After 60-90 days of no purchases or engagement, send a "we miss you" campaign. A special offer can help, but sometimes just a simple "is there anything we can help with?" works too.
Campaign Emails (Your Regular Broadcasts)
Beyond automations, you should be sending regular campaigns to your list. But please, do not just blast "BUY NOW" emails every day. That is a fast track to the unsubscribe button.
Mix up your content:
- New product announcements: Give your email subscribers first access
- Sales and promotions: Just do not overdo it, or you will train people to never pay full price
- Educational content: Tips, how-tos, and content that helps people get more value from your products
- Behind the scenes: People like buying from people. Share your story.
- Customer spotlights: Feature real customers using your products
How Often Should You Email?
There is no universal answer. It depends on your products and audience. But as a starting point:
- Most stores do well with 2-4 emails per week
- Consistency matters more than frequency
- Watch your unsubscribe rate. If it spikes, you might be emailing too much
- Segment your most engaged subscribers so you can email them more often
Email Design Tips
Keep it simple. Seriously.
- Mobile first: Most people read emails on their phones. Use a single-column layout and large, tappable buttons.

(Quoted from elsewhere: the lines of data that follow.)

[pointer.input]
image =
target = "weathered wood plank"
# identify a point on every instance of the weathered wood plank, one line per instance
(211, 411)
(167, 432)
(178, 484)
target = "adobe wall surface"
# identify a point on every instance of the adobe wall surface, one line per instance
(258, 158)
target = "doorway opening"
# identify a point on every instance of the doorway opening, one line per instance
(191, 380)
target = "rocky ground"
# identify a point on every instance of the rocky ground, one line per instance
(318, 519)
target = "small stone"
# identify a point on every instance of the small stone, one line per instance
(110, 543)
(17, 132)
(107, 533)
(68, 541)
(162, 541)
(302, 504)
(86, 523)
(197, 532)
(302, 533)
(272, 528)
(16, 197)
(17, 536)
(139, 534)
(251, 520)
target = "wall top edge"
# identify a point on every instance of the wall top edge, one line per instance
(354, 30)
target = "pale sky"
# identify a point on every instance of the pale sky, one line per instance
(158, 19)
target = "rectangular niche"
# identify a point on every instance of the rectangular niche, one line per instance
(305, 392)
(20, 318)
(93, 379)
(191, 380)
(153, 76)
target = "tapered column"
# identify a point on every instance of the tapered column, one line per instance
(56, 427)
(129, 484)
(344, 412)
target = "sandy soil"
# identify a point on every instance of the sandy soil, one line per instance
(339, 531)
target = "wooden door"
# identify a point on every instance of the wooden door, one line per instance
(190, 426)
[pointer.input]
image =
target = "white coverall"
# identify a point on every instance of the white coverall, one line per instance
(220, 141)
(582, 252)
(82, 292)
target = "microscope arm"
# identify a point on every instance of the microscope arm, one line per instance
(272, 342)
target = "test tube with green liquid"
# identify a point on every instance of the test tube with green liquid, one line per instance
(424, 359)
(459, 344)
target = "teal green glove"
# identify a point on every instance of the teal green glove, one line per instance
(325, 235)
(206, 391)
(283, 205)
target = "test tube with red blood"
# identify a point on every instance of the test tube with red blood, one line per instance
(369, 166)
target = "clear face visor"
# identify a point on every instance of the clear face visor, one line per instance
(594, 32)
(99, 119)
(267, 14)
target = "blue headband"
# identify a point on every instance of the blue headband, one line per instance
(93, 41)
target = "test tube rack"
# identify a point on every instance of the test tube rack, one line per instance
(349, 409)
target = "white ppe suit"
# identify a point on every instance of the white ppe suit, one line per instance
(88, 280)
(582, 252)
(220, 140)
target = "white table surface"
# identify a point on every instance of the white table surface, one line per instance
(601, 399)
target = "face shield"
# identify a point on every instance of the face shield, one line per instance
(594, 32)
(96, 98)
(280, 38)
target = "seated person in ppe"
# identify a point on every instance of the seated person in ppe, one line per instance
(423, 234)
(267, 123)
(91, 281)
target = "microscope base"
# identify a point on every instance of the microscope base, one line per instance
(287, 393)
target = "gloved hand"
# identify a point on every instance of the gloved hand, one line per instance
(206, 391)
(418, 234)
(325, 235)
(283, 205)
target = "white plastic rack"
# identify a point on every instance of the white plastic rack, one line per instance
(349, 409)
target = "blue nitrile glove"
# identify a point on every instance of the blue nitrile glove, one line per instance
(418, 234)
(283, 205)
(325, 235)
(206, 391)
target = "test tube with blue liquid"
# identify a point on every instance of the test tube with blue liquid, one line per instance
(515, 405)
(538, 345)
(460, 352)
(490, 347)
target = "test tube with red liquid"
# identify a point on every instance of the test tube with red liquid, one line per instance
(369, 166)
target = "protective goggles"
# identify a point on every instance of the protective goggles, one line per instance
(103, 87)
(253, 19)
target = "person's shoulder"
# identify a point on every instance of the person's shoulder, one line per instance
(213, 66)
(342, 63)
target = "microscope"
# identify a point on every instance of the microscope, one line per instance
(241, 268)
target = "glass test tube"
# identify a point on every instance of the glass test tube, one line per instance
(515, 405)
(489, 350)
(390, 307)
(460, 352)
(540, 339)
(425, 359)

- One goal per email: Do not try to do everything. Each email should have one main action you want people to take.
- Write like a human: Corporate-speak is boring. Write like you are talking to a friend.
- Use real product images: Lifestyle photos work better than plain product shots.
- Test your emails: Send yourself a test and actually click through everything before hitting send.
Measuring What Matters
The metrics that actually matter:
- Revenue per email: The ultimate measure. How much money is each email generating?
- Open rate: Industry average for e-commerce is around 15-20%. If you are below that, work on your subject lines.
- Click rate: How many people are actually clicking through to your store?
- Conversion rate: Of the people who click, how many buy?
- List growth rate: Are you adding subscribers faster than you are losing them?
Getting Started
If you are not doing email marketing yet, start small:
- Choose an email platform (Klaviyo is the most popular for Shopify, but Mailchimp and others work fine too)
- Set up a basic pop-up with a signup incentive
- Create a 3-email welcome series
- Turn on abandoned cart emails
- Commit to sending at least one campaign per week
That is it. You can get fancier later, but these basics will outperform most of your competitors who are doing nothing.
Your Shopify store is just the beginning. Build a real relationship with your customers through email, and you will build a business that lasts.